President Schreiber announced that the Speakers’ List for the rest of the year has been sent to all members. The speakers for the next meeting, on March 17, are Sir Angus Deaton and Anne Case, who will speak about "Deaths of Despair and the Future of Capitalism."
Lanny Jones introduced the speaker, Clare McHugh, whose book entitled A Most English Princess, A Novel of Queen Victoria’s Daughter, was published in September 2020 by Harper Collins.
McHugh spent two years writing the novel about Victoria, Princess Royal (Vicky), the oldest child (of nine children) of Queen Victoria and Prince Albert. Vicky was born in 1842 and died in 1901 at age 59. McHugh chose to write about Vicky because she had a front-row seat to the 1871 unification of the 30 German states after the Franco-Prussian War. McHugh chose to write the history as a novel, since she was interested in Vicky’s personality and wanted to tell the story from Vicky’s point of view, rather than writing a biography at arm’s length.
Vicky was precocious, academically and physically gifted, and was close to her German father, Prince Albert.

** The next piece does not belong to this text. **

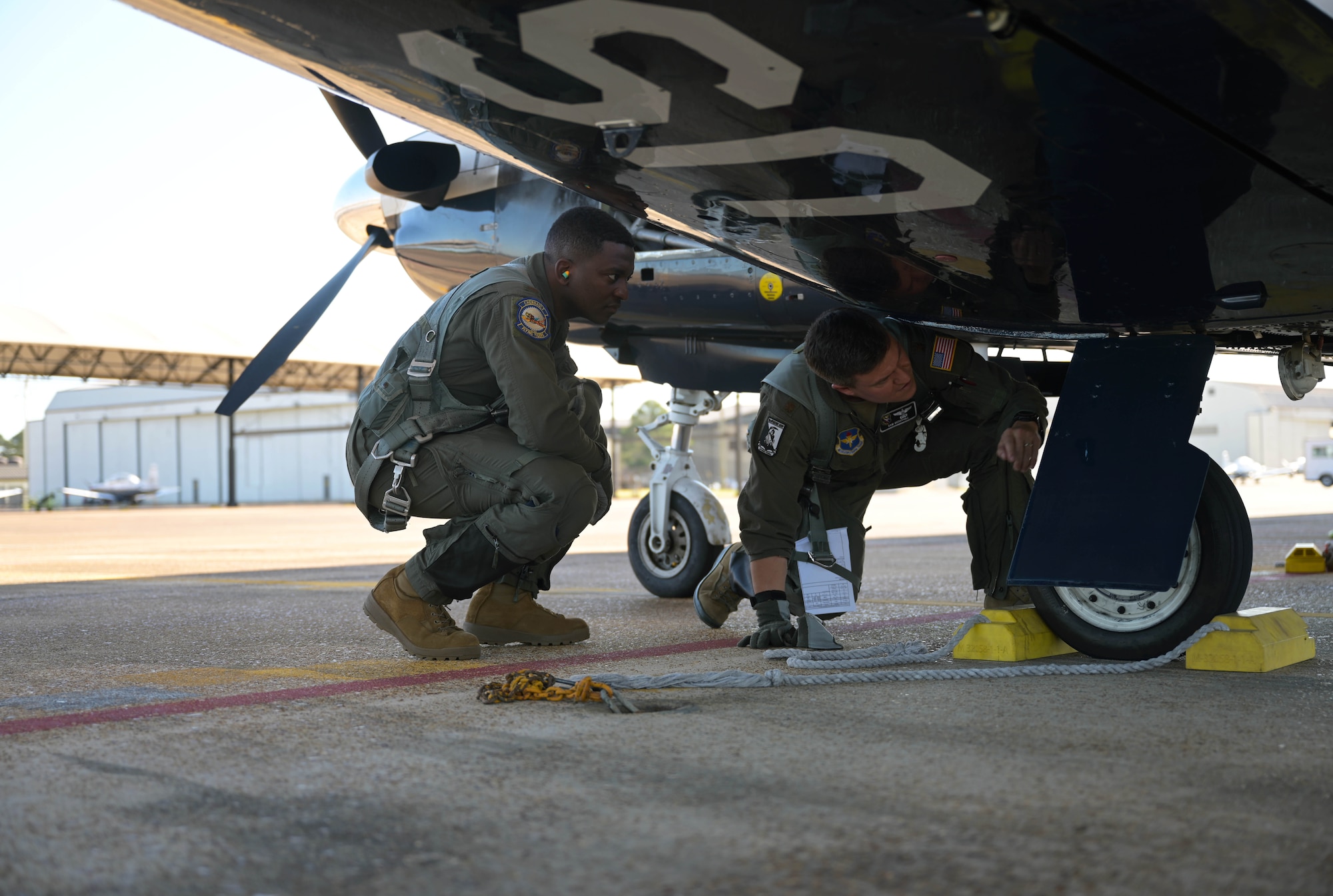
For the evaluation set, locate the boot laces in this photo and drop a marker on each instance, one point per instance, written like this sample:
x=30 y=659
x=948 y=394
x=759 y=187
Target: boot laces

The two of them shared many interests including his belief in the superiority of liberal democracy above all other systems of government.
Prince Albert and Queen Victoria sought to marry Vicky to the right person and believed that someone from the family that controlled the largest German state of Prussia would be a good choice for her and for the promotion of liberal democracy. At age ten, Vicky met the German aristocrat, 19-year-old Prince Friedrich (called Fritz) who was tall, blonde, and good looking, training to be a soldier, and in the top-ranking social group in Germany. They met again when Vicky was 14, fell in love, and became engaged. They married in January 1858 when Vicky was 17. Upon her marriage, she left London and moved 700 miles away to Germany, where she lived until she died of breast cancer in 1901 at age 60 (only six months after her mother, Queen Victoria, died).

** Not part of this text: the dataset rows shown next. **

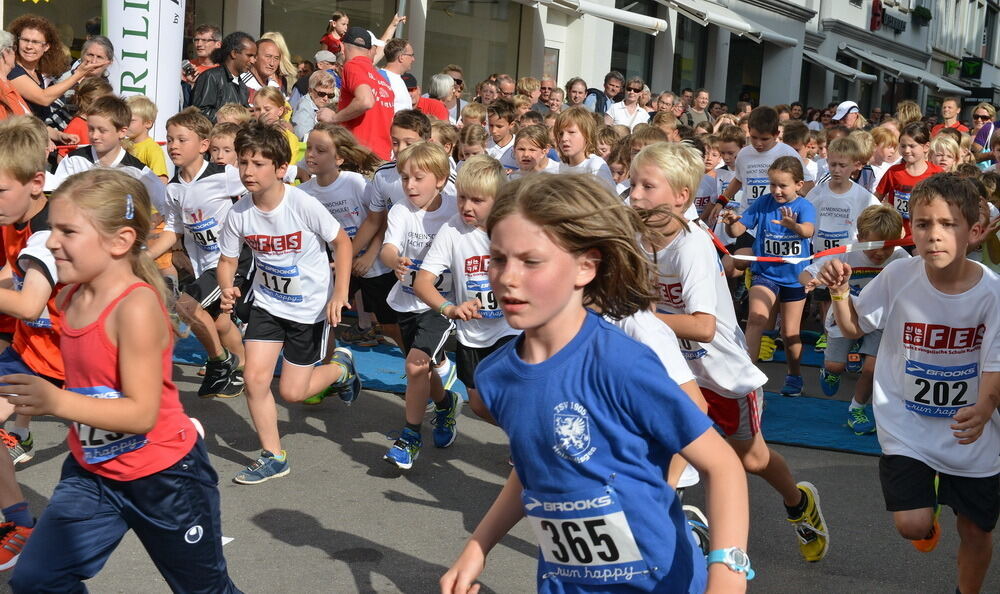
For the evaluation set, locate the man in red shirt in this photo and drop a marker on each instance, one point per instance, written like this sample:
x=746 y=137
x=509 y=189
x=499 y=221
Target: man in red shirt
x=366 y=99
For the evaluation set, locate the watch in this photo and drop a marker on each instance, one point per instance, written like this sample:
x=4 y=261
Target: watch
x=734 y=558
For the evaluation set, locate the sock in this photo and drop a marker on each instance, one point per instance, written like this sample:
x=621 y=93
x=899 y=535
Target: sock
x=446 y=402
x=444 y=371
x=798 y=510
x=19 y=514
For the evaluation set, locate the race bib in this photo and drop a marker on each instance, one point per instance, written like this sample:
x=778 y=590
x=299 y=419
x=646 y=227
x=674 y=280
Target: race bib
x=940 y=391
x=99 y=445
x=205 y=234
x=280 y=282
x=489 y=306
x=782 y=247
x=584 y=537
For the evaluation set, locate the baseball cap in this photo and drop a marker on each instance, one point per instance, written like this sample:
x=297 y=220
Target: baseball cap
x=845 y=108
x=325 y=56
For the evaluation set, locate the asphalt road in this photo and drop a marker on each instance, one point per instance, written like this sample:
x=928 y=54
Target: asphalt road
x=344 y=521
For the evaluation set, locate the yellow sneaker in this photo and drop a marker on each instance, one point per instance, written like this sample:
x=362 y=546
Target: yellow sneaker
x=810 y=527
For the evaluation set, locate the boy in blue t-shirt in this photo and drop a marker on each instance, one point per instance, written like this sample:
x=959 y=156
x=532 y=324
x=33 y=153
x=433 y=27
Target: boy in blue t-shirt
x=783 y=222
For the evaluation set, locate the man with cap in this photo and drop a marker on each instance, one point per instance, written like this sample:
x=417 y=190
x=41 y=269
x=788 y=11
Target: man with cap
x=426 y=105
x=366 y=102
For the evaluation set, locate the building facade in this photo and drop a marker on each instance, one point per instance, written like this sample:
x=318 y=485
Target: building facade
x=876 y=52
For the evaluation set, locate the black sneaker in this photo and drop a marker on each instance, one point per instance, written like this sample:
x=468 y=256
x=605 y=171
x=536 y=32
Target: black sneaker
x=219 y=379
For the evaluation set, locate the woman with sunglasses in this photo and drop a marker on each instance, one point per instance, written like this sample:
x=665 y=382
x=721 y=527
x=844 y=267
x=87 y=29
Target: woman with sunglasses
x=628 y=112
x=983 y=125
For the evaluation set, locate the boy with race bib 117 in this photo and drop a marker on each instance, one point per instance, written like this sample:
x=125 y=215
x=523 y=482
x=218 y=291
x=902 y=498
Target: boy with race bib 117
x=937 y=384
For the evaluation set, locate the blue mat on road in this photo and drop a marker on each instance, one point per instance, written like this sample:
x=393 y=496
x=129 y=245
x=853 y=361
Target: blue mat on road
x=813 y=423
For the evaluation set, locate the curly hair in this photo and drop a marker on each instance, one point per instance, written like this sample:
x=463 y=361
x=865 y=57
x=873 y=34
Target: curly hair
x=54 y=61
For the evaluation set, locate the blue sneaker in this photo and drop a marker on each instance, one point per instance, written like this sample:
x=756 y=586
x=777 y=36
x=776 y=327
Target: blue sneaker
x=829 y=382
x=265 y=468
x=859 y=421
x=444 y=421
x=793 y=386
x=404 y=450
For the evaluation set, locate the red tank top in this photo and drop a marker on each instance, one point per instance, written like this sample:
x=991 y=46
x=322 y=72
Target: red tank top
x=91 y=361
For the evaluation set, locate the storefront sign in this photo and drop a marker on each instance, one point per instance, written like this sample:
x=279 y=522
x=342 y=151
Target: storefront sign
x=147 y=35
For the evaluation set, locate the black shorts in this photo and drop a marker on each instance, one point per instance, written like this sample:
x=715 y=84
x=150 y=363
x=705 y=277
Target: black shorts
x=375 y=293
x=909 y=484
x=305 y=344
x=468 y=358
x=205 y=289
x=426 y=331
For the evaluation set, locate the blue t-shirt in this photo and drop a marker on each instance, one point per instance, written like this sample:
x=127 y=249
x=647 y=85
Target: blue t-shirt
x=592 y=431
x=771 y=239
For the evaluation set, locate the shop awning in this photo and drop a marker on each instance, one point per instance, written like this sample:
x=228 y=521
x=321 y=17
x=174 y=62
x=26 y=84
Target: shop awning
x=625 y=18
x=709 y=13
x=837 y=68
x=905 y=71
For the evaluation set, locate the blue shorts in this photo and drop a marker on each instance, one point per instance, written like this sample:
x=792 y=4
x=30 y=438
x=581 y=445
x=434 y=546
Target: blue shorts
x=785 y=293
x=174 y=512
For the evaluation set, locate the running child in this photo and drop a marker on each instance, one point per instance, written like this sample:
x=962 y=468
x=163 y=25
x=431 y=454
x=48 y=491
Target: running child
x=693 y=300
x=899 y=180
x=136 y=460
x=875 y=223
x=288 y=232
x=573 y=393
x=412 y=227
x=199 y=198
x=782 y=224
x=937 y=384
x=575 y=133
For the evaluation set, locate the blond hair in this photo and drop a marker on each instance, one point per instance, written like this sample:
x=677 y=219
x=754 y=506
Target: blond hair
x=113 y=200
x=24 y=141
x=580 y=215
x=481 y=176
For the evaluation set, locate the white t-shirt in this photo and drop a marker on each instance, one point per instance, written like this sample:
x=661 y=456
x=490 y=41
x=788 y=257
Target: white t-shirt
x=197 y=210
x=837 y=214
x=464 y=251
x=690 y=279
x=385 y=190
x=292 y=278
x=411 y=230
x=620 y=115
x=401 y=94
x=752 y=166
x=863 y=270
x=344 y=199
x=934 y=348
x=593 y=165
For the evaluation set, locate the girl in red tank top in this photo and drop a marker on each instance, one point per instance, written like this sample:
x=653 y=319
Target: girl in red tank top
x=136 y=460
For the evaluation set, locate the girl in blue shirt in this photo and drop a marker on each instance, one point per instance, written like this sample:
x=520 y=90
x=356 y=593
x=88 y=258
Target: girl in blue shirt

The marriage was a happy one as Vicky and Fritz had complementary skills and loved and respected each other. We know this through as many as 8000 letters Vicky and her mother exchanged. Fritz was a faithful husband to the chagrin of many of his aristocratic peers. He was a virtuous soldier and a good leader of men through three wars during his career. He was a bit tentative and shy socially. Vicky was authoritative, upbeat, and action oriented. Fritz listened to her, making some Prussians think Vicky might be an agent of England telling Fritz what to think and do.

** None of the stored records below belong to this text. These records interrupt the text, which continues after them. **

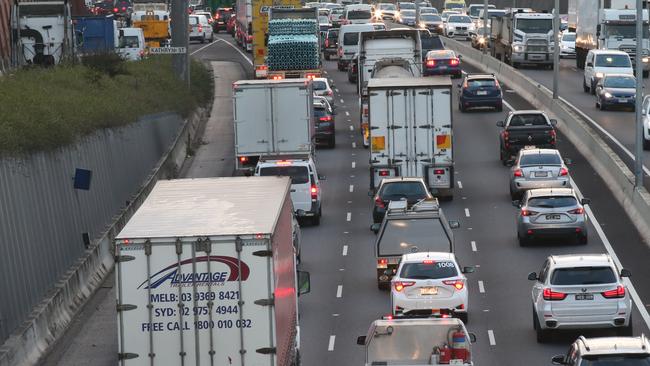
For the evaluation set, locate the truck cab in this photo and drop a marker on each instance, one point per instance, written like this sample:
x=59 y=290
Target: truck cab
x=421 y=227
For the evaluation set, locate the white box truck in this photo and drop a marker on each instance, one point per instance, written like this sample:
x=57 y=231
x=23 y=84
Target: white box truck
x=272 y=117
x=206 y=275
x=411 y=131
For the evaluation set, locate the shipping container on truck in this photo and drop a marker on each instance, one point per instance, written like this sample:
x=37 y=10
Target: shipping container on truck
x=206 y=275
x=272 y=117
x=261 y=11
x=411 y=131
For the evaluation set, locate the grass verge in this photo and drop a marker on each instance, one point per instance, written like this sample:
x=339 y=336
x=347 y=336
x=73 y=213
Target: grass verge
x=44 y=109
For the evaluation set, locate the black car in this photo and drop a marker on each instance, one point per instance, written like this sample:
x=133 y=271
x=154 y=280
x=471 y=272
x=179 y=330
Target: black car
x=616 y=90
x=331 y=43
x=324 y=121
x=221 y=17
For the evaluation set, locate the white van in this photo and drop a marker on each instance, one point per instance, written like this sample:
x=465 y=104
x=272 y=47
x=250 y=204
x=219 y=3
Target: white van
x=305 y=183
x=357 y=14
x=349 y=42
x=130 y=44
x=602 y=62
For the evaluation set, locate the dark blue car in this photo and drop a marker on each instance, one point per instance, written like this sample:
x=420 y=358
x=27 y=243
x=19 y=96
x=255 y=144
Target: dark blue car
x=442 y=62
x=616 y=90
x=480 y=90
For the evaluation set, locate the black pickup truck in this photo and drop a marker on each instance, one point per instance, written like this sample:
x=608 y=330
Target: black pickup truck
x=525 y=128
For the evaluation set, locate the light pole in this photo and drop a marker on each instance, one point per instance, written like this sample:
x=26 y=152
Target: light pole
x=556 y=48
x=638 y=160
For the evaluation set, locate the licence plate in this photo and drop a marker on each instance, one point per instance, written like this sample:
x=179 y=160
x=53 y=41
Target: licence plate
x=584 y=296
x=428 y=291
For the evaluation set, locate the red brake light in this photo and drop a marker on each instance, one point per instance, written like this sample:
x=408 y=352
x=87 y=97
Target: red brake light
x=458 y=284
x=618 y=293
x=551 y=295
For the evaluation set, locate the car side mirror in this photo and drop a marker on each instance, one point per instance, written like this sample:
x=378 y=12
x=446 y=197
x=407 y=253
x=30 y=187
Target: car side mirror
x=304 y=283
x=558 y=360
x=626 y=273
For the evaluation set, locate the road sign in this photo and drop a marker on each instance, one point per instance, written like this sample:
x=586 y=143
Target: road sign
x=167 y=50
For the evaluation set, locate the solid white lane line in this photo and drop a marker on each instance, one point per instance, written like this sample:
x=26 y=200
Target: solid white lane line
x=493 y=341
x=330 y=346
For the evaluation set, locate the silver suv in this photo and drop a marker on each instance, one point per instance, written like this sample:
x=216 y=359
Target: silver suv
x=606 y=351
x=551 y=213
x=580 y=291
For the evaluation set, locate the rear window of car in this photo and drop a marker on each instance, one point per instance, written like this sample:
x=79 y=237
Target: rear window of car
x=528 y=120
x=582 y=276
x=552 y=201
x=429 y=270
x=540 y=159
x=298 y=174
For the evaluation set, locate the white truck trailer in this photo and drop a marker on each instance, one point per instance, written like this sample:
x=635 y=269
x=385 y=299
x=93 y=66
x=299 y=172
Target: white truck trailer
x=414 y=342
x=206 y=275
x=608 y=25
x=411 y=131
x=272 y=117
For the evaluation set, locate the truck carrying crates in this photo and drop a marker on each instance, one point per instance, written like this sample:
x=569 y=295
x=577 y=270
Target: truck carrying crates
x=411 y=131
x=272 y=117
x=206 y=275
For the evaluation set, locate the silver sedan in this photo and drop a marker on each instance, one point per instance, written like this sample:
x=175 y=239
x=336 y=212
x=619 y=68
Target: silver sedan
x=551 y=213
x=538 y=168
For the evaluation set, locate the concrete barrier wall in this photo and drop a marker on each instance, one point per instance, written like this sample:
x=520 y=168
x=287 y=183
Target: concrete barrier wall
x=619 y=178
x=37 y=330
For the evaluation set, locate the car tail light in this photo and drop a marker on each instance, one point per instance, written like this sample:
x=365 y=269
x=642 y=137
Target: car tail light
x=458 y=284
x=577 y=211
x=526 y=212
x=400 y=285
x=617 y=293
x=314 y=192
x=551 y=295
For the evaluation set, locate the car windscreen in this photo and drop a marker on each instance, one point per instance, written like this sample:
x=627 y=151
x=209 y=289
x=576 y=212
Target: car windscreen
x=359 y=14
x=613 y=61
x=428 y=270
x=527 y=120
x=619 y=82
x=582 y=276
x=298 y=174
x=539 y=159
x=413 y=235
x=552 y=202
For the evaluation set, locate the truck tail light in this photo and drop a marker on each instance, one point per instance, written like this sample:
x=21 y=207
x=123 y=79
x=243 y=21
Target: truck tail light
x=617 y=293
x=551 y=295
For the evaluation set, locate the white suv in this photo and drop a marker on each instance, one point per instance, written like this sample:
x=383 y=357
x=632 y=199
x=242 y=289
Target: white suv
x=305 y=183
x=580 y=291
x=430 y=283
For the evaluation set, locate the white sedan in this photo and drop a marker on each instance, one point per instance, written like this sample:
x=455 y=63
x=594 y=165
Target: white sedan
x=430 y=283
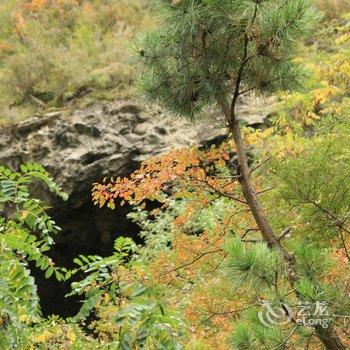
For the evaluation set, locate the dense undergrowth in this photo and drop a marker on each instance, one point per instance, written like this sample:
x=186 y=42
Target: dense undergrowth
x=194 y=284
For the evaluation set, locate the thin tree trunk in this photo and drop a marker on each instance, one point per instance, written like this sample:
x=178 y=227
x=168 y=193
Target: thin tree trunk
x=328 y=336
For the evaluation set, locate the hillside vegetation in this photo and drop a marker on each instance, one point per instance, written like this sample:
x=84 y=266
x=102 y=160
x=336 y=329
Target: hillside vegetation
x=53 y=53
x=205 y=277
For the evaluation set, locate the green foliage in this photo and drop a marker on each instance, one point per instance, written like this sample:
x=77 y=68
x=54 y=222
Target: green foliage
x=139 y=319
x=53 y=52
x=194 y=58
x=25 y=235
x=255 y=265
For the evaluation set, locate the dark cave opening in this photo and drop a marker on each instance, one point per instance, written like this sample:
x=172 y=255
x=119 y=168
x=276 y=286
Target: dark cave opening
x=87 y=230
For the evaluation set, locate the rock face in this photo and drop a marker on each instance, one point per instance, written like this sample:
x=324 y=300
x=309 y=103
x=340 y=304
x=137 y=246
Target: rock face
x=94 y=142
x=82 y=147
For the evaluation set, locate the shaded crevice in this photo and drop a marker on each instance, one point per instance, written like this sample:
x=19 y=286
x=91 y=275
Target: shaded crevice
x=87 y=230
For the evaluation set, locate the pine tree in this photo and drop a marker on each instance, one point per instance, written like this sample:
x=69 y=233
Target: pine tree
x=208 y=53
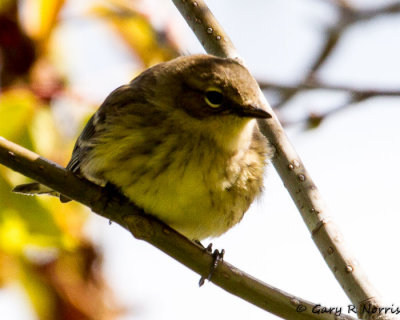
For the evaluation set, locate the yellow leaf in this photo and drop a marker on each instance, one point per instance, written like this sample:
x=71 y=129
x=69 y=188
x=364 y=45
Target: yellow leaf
x=40 y=17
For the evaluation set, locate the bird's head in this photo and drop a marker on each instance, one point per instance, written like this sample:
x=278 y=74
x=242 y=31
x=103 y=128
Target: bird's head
x=206 y=94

Vicky and Fritz had eight children (two of them died as children). The firstborn, Willy, later Kaiser Wilhelm II, suffered an injury at birth which severed the nerves between his spine and left arm, rendering that arm short and useless.
In the 1860s, the Prussian Otto von Bismarck forged the 30 German states into a unified country of a military and conservative model. Fritz's father, age 73, became Kaiser Wilhelm I of Germany, a position he held until 1888 when he was 90 years old.
Prince Albert died in 1861 leaving his daughter Vicky thereafter without his support and protection.
Fritz succeeded his father as Kaiser Friedrich III in 1888, though he lived for only 99 days, dying in March 1888 of throat cancer. During Fritz's brief term in office, Vicky worked for the education of women, for the acceptance of Jews, and the establishment of a nursing corps.
In 1888, Vicky and Fritz’s son Willy succeeded as Kaiser Wilhelm II, who then moved Vicky, age 49, out of Berlin to Frankfurt where she lived for the remaining years of her life. Willy fired Bismarck and took actions that contributed to Germany's defeats in World Wars I and II.
McHugh ended her talk by showing a photograph of her great-grandfather driving a coach for the German royals.
A member asked if the speaker thought there were any parallels between Princess Vicky moving into a foreign family culture and Hollywood celebrity, Meghan Markle, moving into a foreign family culture. McHugh said that the old mindset of tradition, duty, and doing the right thing seemed to motivate Vicky, while the modern mindset of
self-actualization, telling the truth, and living on one’s own terms, seems to motivate Meghan. And different values create antagonism.